We're aggressively driving cost savings to mitigate these impacts.

Moeller said P&G is dealing with an "unprecedented amount of geopolitical disruption and uncertainty, which is affecting market growth, currencies and commodities." In that context, the company is looking to dramatically reduce its expense structure to help keep profits churning higher.

Executives have identified $7 billion of savings opportunities in the cost of goods sold line item -- on top of the $7.3 billion they've cut out since fiscal 2012.

PG Cost of Goods Sold (TTM) Chart

PG Cost of Goods Sold (TTM) data by YCharts.

The single biggest element of that cost plan is in packaging materials, where P&G sees $4.5 billion of savings coming through things like raw material supplier consolidation and the simplification of production lineups.

4. Things could get worse before they get better

Looking forward, the external challenges we face, slow market growth, geopolitical and economic instability, foreign exchange impacts from a stronger U.S. dollar, rising commodity costs and retail trade transformation are all very real and aren't likely to be meaningfully better in the near term.

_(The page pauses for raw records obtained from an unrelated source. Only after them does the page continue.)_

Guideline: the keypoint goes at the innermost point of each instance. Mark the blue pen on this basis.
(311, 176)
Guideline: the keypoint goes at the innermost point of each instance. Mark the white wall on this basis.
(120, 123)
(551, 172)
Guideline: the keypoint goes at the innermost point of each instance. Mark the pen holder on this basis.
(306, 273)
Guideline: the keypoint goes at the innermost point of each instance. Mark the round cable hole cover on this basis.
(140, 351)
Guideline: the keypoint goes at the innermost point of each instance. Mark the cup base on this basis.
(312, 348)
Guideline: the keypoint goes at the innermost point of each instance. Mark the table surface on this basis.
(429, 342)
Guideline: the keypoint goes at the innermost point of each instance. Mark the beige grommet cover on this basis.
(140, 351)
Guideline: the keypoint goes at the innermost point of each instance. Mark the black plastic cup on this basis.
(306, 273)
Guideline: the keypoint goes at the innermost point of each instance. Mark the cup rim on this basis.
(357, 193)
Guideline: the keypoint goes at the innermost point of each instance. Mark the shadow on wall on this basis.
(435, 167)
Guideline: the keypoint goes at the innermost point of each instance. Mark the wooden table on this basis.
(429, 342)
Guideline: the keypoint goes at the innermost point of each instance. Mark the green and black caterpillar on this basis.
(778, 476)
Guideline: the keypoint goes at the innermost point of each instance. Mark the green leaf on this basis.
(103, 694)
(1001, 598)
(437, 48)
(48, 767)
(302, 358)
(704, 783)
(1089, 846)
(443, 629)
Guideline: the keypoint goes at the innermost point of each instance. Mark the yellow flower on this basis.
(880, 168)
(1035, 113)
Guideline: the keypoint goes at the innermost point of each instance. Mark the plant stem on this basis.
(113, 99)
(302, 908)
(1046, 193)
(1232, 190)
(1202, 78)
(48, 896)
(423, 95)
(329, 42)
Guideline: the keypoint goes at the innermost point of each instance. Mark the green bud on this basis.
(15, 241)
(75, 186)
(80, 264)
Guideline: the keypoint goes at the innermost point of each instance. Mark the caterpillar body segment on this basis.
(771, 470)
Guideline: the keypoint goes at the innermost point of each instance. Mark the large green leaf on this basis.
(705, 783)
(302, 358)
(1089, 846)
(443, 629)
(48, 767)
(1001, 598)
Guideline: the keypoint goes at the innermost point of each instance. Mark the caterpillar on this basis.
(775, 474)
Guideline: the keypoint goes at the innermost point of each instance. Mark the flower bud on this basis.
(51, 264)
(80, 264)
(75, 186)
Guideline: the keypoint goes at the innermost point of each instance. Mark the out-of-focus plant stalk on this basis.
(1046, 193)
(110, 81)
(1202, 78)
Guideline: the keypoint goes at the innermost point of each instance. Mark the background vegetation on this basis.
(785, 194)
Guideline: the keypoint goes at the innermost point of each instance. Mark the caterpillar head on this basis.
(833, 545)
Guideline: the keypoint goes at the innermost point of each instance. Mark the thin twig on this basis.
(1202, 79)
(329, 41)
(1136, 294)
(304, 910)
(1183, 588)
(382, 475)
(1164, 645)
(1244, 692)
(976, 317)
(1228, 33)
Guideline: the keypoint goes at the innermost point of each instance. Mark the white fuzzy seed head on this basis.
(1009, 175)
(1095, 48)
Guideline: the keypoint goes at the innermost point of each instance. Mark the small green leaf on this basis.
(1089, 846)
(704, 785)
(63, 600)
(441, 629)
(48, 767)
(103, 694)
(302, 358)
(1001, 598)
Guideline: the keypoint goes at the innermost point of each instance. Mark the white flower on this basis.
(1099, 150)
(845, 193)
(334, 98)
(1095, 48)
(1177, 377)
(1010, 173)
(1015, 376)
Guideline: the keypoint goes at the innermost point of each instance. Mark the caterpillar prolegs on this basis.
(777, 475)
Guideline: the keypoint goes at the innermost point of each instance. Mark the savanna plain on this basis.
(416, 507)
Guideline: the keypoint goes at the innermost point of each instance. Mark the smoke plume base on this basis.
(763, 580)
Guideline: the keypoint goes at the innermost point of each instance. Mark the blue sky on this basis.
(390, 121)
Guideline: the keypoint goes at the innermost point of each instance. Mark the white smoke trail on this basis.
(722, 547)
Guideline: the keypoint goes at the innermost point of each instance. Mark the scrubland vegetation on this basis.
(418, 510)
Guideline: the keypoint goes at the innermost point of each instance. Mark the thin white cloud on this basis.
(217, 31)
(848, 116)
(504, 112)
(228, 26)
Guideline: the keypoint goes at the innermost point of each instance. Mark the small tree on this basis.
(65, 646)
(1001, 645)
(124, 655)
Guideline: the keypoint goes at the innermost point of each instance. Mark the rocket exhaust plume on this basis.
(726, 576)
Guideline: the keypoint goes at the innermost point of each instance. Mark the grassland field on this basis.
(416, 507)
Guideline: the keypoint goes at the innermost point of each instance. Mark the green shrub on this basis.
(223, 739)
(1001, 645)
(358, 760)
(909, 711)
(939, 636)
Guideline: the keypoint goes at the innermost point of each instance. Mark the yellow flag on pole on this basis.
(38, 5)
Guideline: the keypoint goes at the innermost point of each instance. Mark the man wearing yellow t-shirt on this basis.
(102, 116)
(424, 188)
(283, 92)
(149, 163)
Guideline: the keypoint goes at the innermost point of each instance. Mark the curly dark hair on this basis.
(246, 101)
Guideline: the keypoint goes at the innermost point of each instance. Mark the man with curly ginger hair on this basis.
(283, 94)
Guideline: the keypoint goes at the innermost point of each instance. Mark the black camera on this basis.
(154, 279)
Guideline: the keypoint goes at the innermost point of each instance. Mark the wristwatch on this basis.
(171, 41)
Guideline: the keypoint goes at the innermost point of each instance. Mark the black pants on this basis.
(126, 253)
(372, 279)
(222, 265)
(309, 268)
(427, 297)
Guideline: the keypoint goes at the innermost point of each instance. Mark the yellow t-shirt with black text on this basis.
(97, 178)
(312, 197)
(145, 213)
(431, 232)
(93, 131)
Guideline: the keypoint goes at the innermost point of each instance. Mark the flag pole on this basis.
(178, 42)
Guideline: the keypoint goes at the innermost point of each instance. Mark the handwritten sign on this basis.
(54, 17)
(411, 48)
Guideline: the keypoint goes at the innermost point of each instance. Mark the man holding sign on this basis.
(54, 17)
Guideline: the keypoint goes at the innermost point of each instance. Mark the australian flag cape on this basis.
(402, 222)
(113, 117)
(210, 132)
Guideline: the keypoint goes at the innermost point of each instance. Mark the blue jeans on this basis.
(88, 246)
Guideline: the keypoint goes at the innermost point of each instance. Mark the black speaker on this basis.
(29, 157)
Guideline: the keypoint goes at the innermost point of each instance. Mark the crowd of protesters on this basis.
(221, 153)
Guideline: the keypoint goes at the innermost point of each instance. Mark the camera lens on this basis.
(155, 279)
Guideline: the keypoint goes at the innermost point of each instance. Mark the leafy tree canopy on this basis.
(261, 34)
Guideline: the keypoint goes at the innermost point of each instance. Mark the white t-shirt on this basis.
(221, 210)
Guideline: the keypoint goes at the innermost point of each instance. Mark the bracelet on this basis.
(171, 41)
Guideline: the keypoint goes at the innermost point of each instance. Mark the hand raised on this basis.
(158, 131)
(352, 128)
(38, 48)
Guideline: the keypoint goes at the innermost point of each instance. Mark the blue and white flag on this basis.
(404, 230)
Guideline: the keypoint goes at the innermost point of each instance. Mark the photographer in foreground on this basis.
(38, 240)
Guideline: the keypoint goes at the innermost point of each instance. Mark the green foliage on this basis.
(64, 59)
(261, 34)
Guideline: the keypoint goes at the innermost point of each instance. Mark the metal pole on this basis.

P&G's short- and long-term challenges imply weak but steady growth. But, because the company outperformed management's expectations in the first half of the year, the latest slowdown didn't require a downgrade. The company still sees organic gains coming in at 2% to 3%, to put it just ahead of Kimberly-Clark and behind Unilever and its expected 4% gain. At the same time, P&G's management admitted that -- three-quarters of the way through the year -- they're tracking at the low end of their target range.

P&G's main growth focus is on launching what executives called "irresistibly superior products." They cited Tide Pods and Downy scent beads as two good examples; both franchises are driving industry-thumping sales and profitability boosts more than five years from their introduction.

In the current selling environment, without a string of new hits like these, whether they come from fresh products or upgrades to existing brands, P&G's industry segments will likely stagnate as its market share declines.